Insuring your home, vehicle(s), and belongings is one of the smartest financial decisions you can make, protecting you from loss, theft, or damage. However, what many people don’t realize is that insurers often use our credit reports—compiled by agencies like Experian and TransUnion—to assess how much of a risk we pose, and in turn, how much to charge us for coverage.
The tricky part is that many consumers are unaware of this practice, and there’s no transparent way to understand how these internally generated credit scores influence insurance premiums. A 2010 survey by the Insurance Brokers Association of Ontario revealed that a staggering 78% of consumers had no idea that their credit scores could be used this way.
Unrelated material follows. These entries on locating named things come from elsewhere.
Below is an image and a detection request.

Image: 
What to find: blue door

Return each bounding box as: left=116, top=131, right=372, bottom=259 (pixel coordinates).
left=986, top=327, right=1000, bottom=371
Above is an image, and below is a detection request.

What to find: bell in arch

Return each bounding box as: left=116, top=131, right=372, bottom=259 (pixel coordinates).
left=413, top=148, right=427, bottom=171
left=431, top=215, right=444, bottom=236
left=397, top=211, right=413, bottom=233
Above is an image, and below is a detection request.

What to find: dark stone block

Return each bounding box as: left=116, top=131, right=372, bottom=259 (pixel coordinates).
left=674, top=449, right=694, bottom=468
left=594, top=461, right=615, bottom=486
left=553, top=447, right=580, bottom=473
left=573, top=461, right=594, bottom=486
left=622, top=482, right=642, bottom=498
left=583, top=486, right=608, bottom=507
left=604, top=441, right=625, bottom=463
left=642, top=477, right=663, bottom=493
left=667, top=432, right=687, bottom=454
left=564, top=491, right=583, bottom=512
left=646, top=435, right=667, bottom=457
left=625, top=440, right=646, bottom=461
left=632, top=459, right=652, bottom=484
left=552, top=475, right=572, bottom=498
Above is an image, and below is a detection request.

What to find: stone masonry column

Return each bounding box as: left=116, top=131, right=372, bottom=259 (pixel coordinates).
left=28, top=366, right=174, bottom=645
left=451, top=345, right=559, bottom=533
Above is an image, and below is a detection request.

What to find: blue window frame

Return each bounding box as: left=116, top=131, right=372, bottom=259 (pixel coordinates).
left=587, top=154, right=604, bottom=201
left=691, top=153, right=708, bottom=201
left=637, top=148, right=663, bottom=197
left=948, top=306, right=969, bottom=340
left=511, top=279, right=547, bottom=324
While it’s illegal for insurers to use your credit score without your explicit consent, the fine print on most insurance applications typically discloses that the insurer will review all aspects of your standard credit score, including your payment history, types of credit, outstanding debt, length of credit history, and more.
The difference in costs based on your credit score can be dramatic. Steve Masnyk, a spokesperson for the Insurance Brokers Association of Canada, points out that someone with an excellent credit score might pay just $500 for a policy, while someone with a poor score could be charged up to $4,000 for the same coverage.
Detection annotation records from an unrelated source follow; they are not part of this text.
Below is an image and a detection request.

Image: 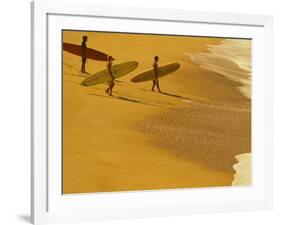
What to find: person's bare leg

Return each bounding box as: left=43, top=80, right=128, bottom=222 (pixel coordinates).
left=151, top=80, right=155, bottom=91
left=81, top=63, right=85, bottom=73
left=105, top=86, right=109, bottom=95
left=156, top=81, right=161, bottom=93
left=110, top=82, right=115, bottom=96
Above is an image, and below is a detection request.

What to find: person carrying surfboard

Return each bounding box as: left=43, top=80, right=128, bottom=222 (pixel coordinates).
left=105, top=55, right=115, bottom=96
left=151, top=56, right=161, bottom=93
left=81, top=36, right=88, bottom=73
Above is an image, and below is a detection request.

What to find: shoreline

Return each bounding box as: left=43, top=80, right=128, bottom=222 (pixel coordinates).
left=63, top=32, right=250, bottom=194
Unlike general consumer credit reports, which you can access, the credit scores used by insurers are not available to consumers. This lack of transparency has been criticized by the Canadian Council of Insurance Regulators (CCIR), a voluntary body focused on insurance policy issues. The CCIR has raised concerns about the “lack of clarity” and “lack of transparency” in how these scores are used by the insurance industry.
Much like standard credit scores, the insurance credit scores are based on your payment history, type of credit used, outstanding debt, length of credit history, and other factors. However, once an insurance company generates this private score, you—the consumer—have no way of knowing how it’s weighted or even if it’s being used to determine your policy. The formula is proprietary and closely guarded. “The main reason is because it’s a competitive issue,” Masnyk explains. “It’s like the recipe for Coke; it’s proprietary. So, it’ll be tough for any customer quoted a price to ask what weight this score will have for them.”
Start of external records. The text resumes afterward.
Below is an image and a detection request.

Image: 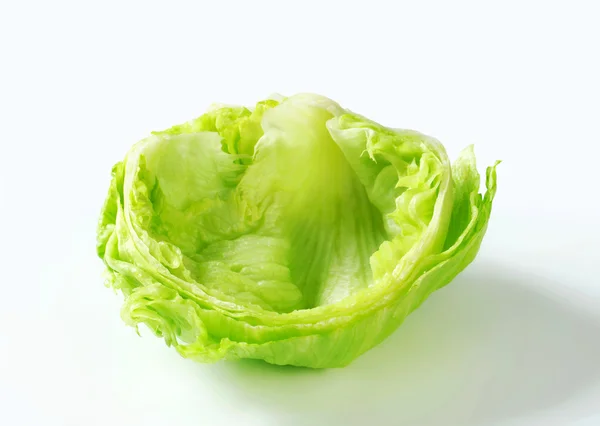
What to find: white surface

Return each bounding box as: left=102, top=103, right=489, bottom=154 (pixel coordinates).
left=0, top=0, right=600, bottom=426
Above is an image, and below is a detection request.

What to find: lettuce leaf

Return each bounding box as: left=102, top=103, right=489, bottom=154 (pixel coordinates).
left=97, top=94, right=497, bottom=368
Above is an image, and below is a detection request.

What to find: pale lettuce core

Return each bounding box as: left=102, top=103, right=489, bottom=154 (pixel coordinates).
left=97, top=94, right=496, bottom=368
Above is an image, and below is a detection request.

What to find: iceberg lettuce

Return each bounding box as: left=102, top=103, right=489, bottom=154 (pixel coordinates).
left=97, top=94, right=497, bottom=368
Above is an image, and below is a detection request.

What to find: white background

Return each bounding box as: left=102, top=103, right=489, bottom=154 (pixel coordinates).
left=0, top=0, right=600, bottom=426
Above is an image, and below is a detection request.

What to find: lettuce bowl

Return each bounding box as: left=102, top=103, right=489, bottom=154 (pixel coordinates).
left=97, top=94, right=498, bottom=368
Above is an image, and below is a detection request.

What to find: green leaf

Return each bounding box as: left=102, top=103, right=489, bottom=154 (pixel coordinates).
left=97, top=94, right=496, bottom=368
In a 2009 survey, the CCIR found that 19 out of 35 insurers were already using credit scores for property insurance, with an additional 6% planning to adopt this practice by 2012.
How insurers use your credit score to calculate policy prices can vary significantly from province to province. For instance, in Alberta and Ontario, a company can use your credit score to determine home insurance costs, but not for auto insurance. Meanwhile, the practice is far more common in Quebec, where 86% of insurers surveyed use credit scores when quoting private passenger vehicle policies. Conversely, Newfoundland and Labrador completely prohibit the use of credit scores for both auto and property insurance.
If you’re in the market for a new insurance policy, it’s important to ask whether your credit score will be used in the screening process or to determine your rates. The silver lining is that a credit score is just one of many factors considered by insurers. “And the weight of your credit score differs from company to company,” Masnyk adds.
Understanding how your credit score could impact your insurance costs is essential, but it’s also a reminder to keep your credit in good shape—not just for borrowing, but for protecting your assets, too.